Submitted to: Journal of Parasitology
Publication Type: Peer Reviewed Journal
Publication Acceptance Date: March 20, 1997
Publication Date: N/A
Interpretive Summary: Infections by the protozoan parasite Toxoplasma gondii are widespread in livestock and humans. It causes mental retardation and loss of vision in congenitally infected children and abortion in livestock. Humans and animals become infected with T. gondii by ingesting food and water contaminated with a resistant stage (oocyst) of T. gondii excreted in feces of infected cats or by eating undercooked meat from infected animals. Rats are considered an important source of infection for pigs and cats. A scientist at the Beltsville Agricultural Research Center has found that rats can be infected with few oocysts and that Toxoplasma encysted stage persists in rat tissues for over a year, perhaps for life. These findings will be useful in control of toxoplasmosis on swine farms.
Technical Abstract: Toxoplasma gondii infected rats are considered important in the epidemiology of toxoplasmosis because they can serve as a source of infection for pigs and possibly for cats. To study the distribution of tissue cysts, 10 Sprague-Dawley female adult rats were fed 1 oocyst (3 rats, group A) or 105 oocysts (3 rats, group B) of the VEG strain or 10,000 0oocysts of the GT-1 strain (4 rats, group C) of T. gondii.
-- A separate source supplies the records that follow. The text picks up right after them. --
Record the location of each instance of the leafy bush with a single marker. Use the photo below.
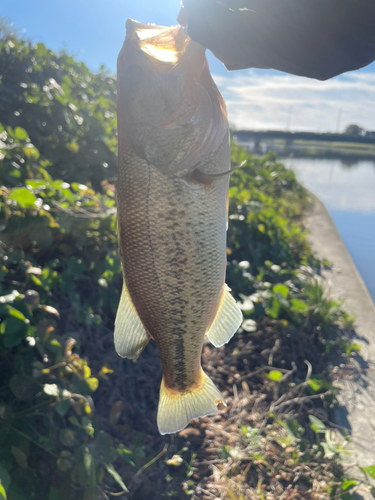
(69, 112)
(60, 275)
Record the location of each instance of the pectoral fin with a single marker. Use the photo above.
(130, 334)
(227, 321)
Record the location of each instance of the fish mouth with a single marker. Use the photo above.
(166, 45)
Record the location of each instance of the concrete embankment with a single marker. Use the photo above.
(357, 398)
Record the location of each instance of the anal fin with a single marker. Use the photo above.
(130, 334)
(177, 409)
(227, 321)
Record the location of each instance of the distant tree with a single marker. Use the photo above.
(355, 130)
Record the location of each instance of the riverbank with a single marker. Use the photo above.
(343, 280)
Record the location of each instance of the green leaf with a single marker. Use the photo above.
(282, 290)
(317, 425)
(20, 456)
(12, 311)
(67, 437)
(275, 375)
(24, 197)
(51, 390)
(93, 383)
(274, 311)
(299, 307)
(30, 151)
(116, 476)
(72, 146)
(104, 450)
(41, 50)
(249, 325)
(348, 484)
(316, 385)
(20, 134)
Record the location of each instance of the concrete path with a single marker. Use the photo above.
(357, 399)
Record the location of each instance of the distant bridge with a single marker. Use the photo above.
(258, 135)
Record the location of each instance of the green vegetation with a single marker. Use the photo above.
(77, 422)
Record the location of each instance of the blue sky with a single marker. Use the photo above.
(93, 31)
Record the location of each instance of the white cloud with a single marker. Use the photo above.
(261, 100)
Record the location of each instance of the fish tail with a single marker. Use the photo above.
(177, 409)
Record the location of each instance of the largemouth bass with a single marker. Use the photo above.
(173, 177)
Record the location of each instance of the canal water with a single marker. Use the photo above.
(348, 192)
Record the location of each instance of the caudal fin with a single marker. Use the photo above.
(177, 409)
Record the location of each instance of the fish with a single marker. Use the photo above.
(172, 211)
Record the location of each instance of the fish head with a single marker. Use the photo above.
(170, 111)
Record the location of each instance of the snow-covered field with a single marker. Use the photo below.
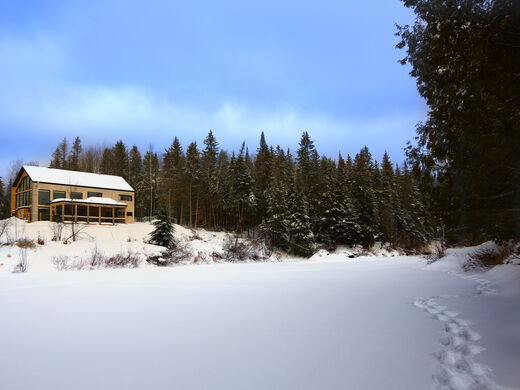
(331, 322)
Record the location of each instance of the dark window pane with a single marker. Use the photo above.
(44, 197)
(44, 213)
(58, 195)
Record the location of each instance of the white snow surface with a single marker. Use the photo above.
(329, 322)
(73, 178)
(91, 200)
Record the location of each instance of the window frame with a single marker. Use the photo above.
(73, 193)
(40, 197)
(58, 197)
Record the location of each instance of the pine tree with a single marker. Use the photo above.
(163, 231)
(338, 222)
(120, 160)
(105, 166)
(135, 178)
(4, 203)
(192, 174)
(464, 57)
(209, 178)
(301, 238)
(148, 185)
(73, 159)
(275, 227)
(170, 179)
(60, 156)
(363, 197)
(261, 173)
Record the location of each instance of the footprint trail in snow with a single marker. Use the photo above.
(457, 368)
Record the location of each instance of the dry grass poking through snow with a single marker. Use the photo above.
(491, 255)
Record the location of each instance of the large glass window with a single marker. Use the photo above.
(44, 197)
(44, 213)
(58, 195)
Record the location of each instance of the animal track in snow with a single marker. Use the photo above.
(457, 369)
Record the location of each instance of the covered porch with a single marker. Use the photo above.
(90, 210)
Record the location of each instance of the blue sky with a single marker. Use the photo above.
(147, 71)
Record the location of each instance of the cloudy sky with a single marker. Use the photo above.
(145, 71)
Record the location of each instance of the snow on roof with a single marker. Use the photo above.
(73, 178)
(92, 200)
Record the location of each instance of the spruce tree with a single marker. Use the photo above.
(192, 174)
(301, 238)
(135, 178)
(74, 156)
(120, 160)
(163, 231)
(464, 57)
(4, 203)
(105, 166)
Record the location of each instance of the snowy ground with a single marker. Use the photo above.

All rats in a group were killed at one time: 76 (group A), 240 (group B), and 443 (group C) days after oocyst inoculation (DAI). Tissue cysts were seen in the brains of all 10 rats by direct microscopic examination. Portions or whole organs from heart, lung, liver, spleen, small intestines, kidneys, skeletal muscle, eyes, mesenteric lymph nodes, stomach, uterus, and tongue from all rats in a group were pooled by organ, digested in acid-pepsin solution for 60 min, washed in saline, and then bioassayed in mice. Based on bioassay in mice, tissue cysts were present in 3 extraneural tissues of rats from group A, 6 extraneural organs of group B and in 10 extraneural organs of rats of group C. Tissue cysts were present in skeletal muscles and kidneys of all 3 groups. Thus, tissue cysts are formed both in neural and extraneural tissues of rats. Therefore portions of infected rats, excluding the head, can be a source of infection for pigs and cats.